Islamismus bleibt Hauptsorge
Die Bundesanwaltschaft in Karlsruhe sieht sich mit einer Flut von Fällen konfrontiert, die primär dem islamistischen Terrorismus zuzuordnen sind. Aktuell laufen 269 Verfahren gegen 347 Beschuldigte. Fast die Hälfte davon betrifft mutmaßliche Mitgliedschaften in terroristischen Organisationen wie dem IS oder den Taliban. Die Zahlen zeigen einen deutlichen Aufwärtstrend: Allein 2024 wurden 125 neue Fälle registriert, 2025 kamen weitere 180 hinzu. Die Verknüpfung zu Tatorten in Syrien, Irak und Afghanistan ist dabei häufig gegeben.

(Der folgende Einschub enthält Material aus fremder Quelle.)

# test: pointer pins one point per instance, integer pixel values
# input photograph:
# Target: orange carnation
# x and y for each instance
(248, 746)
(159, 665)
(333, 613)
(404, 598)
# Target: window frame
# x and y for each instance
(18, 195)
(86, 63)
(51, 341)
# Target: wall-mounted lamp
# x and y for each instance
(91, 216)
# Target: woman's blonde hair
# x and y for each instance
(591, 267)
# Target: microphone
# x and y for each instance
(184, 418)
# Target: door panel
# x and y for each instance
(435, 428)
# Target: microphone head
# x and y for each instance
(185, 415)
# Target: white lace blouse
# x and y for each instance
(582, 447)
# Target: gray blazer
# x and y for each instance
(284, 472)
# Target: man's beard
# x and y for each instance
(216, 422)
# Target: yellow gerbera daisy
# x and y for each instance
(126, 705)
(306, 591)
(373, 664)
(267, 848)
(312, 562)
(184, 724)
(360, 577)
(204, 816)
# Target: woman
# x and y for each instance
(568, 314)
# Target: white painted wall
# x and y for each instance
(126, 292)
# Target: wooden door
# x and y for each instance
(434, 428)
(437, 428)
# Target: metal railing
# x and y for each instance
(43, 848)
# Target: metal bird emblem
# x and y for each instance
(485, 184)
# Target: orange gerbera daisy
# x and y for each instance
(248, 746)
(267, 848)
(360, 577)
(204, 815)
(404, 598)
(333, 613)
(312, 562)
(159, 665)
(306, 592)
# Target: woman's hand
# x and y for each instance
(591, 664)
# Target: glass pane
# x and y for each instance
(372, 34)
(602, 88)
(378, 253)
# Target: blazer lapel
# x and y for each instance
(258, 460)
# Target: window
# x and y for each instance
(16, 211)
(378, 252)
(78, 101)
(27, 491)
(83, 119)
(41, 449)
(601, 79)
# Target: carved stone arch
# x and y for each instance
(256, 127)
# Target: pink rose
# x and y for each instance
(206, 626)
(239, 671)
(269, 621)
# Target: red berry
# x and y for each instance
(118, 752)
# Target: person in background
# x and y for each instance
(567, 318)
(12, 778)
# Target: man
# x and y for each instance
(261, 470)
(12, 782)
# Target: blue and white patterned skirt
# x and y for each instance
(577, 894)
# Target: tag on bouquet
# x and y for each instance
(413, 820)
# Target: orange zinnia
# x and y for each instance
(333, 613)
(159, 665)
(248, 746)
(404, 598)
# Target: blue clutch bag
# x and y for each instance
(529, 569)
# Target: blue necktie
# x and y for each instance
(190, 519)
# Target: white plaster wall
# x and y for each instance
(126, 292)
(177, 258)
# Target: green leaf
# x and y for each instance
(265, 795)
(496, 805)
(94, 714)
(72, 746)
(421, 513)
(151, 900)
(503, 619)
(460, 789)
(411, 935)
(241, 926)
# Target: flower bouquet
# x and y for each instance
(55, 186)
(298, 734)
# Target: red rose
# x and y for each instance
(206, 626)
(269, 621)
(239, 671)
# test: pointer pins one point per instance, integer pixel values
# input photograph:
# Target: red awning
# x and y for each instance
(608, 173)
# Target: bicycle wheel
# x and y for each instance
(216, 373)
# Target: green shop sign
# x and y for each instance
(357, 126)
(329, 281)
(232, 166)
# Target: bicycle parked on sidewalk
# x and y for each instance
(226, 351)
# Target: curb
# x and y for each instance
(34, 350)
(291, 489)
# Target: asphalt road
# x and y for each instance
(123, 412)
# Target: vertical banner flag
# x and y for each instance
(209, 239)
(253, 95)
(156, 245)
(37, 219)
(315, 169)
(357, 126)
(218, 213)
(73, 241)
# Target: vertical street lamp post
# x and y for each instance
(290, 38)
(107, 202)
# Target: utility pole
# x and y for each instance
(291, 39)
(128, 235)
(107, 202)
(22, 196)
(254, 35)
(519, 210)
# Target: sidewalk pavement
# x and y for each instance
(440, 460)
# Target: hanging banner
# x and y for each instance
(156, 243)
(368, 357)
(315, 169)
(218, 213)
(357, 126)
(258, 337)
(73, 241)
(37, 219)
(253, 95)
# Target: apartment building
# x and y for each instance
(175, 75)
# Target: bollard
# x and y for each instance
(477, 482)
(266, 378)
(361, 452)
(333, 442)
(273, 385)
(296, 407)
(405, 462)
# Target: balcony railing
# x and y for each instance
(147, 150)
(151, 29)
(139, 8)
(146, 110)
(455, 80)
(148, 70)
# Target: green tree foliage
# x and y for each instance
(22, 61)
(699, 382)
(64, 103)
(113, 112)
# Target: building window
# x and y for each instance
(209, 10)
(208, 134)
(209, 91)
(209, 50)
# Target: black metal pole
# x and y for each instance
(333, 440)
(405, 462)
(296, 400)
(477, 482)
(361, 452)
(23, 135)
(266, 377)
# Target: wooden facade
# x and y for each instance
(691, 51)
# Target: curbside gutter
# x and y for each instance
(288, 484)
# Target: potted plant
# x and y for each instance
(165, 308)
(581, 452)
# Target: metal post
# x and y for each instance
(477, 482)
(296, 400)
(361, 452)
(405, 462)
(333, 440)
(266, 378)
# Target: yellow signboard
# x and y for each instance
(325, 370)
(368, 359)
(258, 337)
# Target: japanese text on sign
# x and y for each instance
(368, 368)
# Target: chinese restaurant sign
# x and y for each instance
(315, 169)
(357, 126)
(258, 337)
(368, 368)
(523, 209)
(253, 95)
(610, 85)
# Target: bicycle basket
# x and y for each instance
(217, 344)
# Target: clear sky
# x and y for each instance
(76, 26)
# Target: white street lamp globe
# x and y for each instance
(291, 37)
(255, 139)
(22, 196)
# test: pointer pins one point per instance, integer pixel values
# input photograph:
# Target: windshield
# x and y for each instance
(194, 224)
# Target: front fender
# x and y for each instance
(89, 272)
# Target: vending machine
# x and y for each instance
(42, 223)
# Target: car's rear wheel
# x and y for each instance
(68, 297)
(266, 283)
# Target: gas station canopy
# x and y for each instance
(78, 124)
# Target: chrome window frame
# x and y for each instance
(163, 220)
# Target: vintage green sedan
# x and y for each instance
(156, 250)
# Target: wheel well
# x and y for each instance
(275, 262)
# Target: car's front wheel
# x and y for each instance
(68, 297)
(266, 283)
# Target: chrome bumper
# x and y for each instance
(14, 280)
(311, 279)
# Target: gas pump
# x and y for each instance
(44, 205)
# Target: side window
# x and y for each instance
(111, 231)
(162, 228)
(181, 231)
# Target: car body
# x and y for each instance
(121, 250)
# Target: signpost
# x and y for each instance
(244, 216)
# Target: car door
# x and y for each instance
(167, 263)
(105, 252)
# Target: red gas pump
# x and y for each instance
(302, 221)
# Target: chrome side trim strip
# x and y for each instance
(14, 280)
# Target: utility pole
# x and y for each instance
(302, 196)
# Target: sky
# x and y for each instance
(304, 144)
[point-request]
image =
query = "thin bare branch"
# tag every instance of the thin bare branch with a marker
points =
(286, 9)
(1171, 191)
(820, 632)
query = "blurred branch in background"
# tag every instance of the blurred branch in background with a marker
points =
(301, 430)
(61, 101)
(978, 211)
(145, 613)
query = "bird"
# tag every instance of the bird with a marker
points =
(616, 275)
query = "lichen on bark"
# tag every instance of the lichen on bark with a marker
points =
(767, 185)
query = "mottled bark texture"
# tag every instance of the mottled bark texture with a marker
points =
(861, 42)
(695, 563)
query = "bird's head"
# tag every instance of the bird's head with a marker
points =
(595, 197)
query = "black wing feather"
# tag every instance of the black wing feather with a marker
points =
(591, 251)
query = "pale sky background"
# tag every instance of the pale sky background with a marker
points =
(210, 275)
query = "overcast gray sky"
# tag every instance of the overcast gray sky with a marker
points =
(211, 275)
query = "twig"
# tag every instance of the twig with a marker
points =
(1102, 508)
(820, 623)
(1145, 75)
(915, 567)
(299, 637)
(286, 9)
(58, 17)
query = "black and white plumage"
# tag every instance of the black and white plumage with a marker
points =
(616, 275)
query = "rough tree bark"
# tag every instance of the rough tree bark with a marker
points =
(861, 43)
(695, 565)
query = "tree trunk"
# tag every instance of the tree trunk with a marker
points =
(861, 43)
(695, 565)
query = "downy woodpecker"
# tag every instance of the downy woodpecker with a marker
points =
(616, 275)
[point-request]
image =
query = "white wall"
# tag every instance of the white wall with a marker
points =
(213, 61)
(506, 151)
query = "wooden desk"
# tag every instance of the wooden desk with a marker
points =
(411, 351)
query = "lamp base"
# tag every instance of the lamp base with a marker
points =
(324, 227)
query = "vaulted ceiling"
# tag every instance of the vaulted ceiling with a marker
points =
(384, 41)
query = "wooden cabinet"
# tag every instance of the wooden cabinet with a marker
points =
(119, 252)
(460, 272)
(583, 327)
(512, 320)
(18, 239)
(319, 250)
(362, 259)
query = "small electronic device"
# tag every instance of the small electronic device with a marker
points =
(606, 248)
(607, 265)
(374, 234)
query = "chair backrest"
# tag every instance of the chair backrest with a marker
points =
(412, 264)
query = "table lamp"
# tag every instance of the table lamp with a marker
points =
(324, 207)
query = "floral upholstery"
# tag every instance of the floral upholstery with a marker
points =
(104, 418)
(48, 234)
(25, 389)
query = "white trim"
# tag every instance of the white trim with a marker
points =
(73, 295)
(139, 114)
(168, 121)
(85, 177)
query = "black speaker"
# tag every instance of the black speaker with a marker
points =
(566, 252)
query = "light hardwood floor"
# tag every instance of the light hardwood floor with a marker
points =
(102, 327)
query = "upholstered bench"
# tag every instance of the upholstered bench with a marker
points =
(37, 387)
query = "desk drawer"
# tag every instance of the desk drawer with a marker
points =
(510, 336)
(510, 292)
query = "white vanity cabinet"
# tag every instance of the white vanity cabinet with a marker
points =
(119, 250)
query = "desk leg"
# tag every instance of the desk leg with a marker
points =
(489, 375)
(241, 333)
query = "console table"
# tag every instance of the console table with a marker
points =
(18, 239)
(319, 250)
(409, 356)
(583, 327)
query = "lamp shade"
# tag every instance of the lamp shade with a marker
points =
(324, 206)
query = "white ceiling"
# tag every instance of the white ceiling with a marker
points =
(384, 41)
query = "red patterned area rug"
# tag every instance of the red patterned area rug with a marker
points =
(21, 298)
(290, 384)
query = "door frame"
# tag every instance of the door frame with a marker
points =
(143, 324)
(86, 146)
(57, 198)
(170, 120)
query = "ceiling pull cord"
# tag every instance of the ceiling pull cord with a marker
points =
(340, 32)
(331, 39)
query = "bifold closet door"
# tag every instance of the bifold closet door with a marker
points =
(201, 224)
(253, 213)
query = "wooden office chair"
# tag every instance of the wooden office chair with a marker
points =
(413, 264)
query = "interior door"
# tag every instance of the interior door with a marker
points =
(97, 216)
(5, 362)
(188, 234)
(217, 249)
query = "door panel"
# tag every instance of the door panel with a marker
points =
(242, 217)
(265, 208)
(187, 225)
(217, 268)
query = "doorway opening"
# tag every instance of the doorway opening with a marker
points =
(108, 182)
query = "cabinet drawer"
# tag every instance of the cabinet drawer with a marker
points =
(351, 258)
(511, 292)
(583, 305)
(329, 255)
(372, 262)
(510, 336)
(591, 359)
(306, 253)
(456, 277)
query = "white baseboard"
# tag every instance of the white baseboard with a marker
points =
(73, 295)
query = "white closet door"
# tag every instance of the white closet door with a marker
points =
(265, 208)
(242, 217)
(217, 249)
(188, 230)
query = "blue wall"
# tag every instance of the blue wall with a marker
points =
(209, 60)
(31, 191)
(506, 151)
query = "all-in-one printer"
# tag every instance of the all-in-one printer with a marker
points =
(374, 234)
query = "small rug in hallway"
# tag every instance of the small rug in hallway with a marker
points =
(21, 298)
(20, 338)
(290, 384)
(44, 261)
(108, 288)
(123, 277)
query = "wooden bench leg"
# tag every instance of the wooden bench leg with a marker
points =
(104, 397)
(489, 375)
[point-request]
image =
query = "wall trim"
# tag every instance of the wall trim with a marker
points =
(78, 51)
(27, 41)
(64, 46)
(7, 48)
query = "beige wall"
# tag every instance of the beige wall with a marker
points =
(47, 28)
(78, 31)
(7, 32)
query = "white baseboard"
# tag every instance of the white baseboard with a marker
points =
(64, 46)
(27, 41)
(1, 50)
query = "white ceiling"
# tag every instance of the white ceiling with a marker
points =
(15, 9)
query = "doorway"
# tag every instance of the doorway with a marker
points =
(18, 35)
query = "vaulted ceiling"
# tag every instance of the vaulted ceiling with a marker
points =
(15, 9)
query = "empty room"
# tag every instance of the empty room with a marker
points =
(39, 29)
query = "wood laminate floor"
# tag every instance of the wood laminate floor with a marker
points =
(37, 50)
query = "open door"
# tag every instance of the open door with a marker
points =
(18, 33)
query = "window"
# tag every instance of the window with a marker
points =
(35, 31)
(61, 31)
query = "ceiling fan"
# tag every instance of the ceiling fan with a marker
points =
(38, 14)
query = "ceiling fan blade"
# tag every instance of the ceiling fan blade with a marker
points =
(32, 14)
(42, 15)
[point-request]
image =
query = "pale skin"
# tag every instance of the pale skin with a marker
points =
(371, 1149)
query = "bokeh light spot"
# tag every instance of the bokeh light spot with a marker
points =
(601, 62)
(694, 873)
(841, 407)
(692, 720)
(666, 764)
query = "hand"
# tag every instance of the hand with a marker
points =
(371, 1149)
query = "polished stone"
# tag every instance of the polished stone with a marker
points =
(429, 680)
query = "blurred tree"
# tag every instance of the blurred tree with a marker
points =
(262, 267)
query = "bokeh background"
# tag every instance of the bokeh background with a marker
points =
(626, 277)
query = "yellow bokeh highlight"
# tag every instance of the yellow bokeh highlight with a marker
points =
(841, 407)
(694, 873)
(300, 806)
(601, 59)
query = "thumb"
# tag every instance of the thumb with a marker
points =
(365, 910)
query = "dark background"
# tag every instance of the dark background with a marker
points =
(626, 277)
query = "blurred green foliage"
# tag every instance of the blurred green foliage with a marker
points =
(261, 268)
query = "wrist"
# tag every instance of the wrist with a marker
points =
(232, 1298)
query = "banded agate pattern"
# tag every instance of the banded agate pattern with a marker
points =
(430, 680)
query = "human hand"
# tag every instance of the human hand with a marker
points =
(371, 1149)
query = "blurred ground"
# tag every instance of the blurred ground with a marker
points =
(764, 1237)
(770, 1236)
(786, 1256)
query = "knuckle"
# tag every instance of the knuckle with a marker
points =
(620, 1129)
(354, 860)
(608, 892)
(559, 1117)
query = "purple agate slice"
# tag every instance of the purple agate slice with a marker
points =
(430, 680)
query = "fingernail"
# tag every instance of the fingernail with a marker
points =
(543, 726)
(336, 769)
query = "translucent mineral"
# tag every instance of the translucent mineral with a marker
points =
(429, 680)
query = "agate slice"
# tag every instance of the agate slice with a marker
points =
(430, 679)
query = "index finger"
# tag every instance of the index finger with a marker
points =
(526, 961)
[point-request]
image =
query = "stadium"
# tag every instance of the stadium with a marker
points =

Besorgnis über Spionage und Sabotage
Erschreckend hoch ist die Zahl der Verfahren wegen Spionage und Sabotage. Seit Beginn des Jahres 2024 leitete der GBA 16 Verfahren gegen 24 Beschuldigte ein, zumeist wegen Spionage für ausländische Dienste. Im laufenden Jahr kamen vier weitere dazu, womit derzeit 20 solcher Verfahren anhängig sind. „Der Anstieg seit 2024 ist besorgniserregend. Das zeigt, mit welchen Bedrohungen von außen wir konfrontiert sind“, kommentiert die Grünen-Innenexpertin Irene Mihalic die Entwicklung.
Reichsbürger-Netzwerk im Visier
Auch die rechtsextreme Szene und insbesondere die „Reichsbürger“ rücken stärker in den Fokus. Während im Vorjahr nur drei Verfahren zu verzeichnen waren, hat sich die Zahl der neuen Ermittlungen im Jahr 2025 drastisch erhöht: 78 Verfahren wurden eingeleitet. Im Zentrum steht dabei ein mutmaßliches Netzwerk, dem ein geplanter Umsturz und Angriffe auf kritische Infrastruktur vorgeworfen werden.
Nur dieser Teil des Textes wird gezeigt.